Oct 6
This week I looked at looking at the optimization problem piece by piece. I'm not sure I did it exactly how we were discussing, but I thought about each population and sampling characteristic involved in quadrat sampling and how they relate to each other. I also got limits for the upper and lower values of these characteristics. They are very rough and based on a paper that gives examples of quadrat sampling being used in the field.
I also looked at small examples that I could work out analytically to better understand how sample size and variance work. Doing this, I found that the expected sample size is the percent sampled times the total population size, which makes sense.
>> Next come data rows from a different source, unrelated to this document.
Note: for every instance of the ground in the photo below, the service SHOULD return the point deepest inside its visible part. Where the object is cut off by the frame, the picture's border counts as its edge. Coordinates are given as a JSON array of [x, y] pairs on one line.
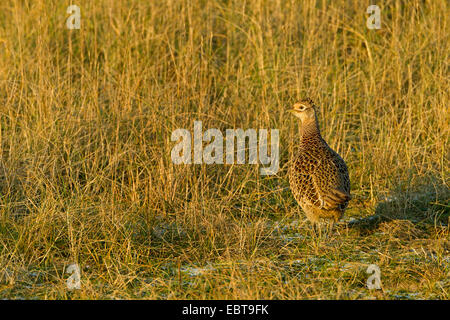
[[86, 176]]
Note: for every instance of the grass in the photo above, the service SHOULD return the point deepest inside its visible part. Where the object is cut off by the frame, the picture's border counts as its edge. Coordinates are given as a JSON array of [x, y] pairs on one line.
[[86, 176]]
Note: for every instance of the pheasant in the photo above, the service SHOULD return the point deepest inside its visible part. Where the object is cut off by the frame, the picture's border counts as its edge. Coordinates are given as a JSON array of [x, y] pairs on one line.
[[318, 176]]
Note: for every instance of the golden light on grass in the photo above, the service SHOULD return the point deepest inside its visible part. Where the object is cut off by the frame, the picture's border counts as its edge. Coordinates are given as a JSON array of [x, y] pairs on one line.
[[85, 170]]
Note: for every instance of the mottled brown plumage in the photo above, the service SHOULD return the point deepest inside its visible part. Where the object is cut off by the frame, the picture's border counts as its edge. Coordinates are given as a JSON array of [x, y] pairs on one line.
[[318, 176]]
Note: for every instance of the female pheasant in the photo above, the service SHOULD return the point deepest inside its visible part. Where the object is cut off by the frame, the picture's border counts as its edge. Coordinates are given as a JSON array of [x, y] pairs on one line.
[[318, 176]]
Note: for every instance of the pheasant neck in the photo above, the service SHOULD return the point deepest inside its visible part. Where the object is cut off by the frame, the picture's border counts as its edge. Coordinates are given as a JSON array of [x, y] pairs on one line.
[[310, 131]]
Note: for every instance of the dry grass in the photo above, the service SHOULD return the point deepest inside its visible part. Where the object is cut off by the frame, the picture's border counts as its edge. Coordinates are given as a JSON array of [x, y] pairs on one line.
[[85, 170]]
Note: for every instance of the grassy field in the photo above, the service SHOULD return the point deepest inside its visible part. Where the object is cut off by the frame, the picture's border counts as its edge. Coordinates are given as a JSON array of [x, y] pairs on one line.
[[86, 175]]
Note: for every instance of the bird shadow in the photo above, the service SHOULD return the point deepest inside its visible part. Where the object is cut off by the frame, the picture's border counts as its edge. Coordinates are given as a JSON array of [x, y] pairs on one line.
[[419, 208]]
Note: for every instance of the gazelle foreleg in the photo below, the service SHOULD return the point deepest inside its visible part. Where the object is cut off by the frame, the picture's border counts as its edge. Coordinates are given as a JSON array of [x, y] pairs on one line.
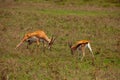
[[83, 51], [89, 47]]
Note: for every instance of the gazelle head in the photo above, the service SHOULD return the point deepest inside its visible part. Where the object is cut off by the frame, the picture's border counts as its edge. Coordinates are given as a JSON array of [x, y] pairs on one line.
[[52, 40], [71, 48]]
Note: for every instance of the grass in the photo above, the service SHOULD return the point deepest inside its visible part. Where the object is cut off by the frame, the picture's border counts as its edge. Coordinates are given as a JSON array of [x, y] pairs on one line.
[[100, 25]]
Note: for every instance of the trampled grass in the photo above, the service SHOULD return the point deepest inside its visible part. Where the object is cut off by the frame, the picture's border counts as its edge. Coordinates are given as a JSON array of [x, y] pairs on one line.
[[101, 27]]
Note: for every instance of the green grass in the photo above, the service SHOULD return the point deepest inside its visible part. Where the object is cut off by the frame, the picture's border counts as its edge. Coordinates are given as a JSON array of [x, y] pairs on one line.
[[100, 25]]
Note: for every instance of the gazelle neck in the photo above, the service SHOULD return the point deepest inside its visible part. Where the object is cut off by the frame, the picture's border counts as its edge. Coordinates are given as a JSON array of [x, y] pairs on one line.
[[73, 47]]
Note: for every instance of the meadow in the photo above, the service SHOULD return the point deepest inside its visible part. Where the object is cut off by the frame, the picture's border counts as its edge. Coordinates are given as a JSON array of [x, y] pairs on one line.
[[70, 21]]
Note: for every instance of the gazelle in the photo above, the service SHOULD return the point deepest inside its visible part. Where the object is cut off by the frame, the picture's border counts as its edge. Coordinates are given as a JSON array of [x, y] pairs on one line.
[[36, 37], [81, 45]]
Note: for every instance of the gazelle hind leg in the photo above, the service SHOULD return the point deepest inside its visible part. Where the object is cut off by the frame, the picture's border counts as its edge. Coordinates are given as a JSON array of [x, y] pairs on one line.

I also looked at variance, but haven't been able to calculate an explicit expression. I've found that it depends on number of quadrats in the population, % of quadrats sampled, between-quadrat variability (the variance of the populations in all of the quadrats), and possibly total sample size. I say possibly because when you divide the variance by between-quadrat variability the variance depends only on number of quadrats in the population and % sampled. When you don't do this, variance increases by n^2 as population size increases by n. I guess the way to think about this is that the effect of population size is wrapped up in between-quadrat variability, but I'm not positive.
I'm not sure precisely how variance changes with number of quadrats and percent sampled. Attached is a text file with (at the bottom) results for the variance divided by between-quadrat variability for 16, 9, and 4 quadrats. This data holds for any population.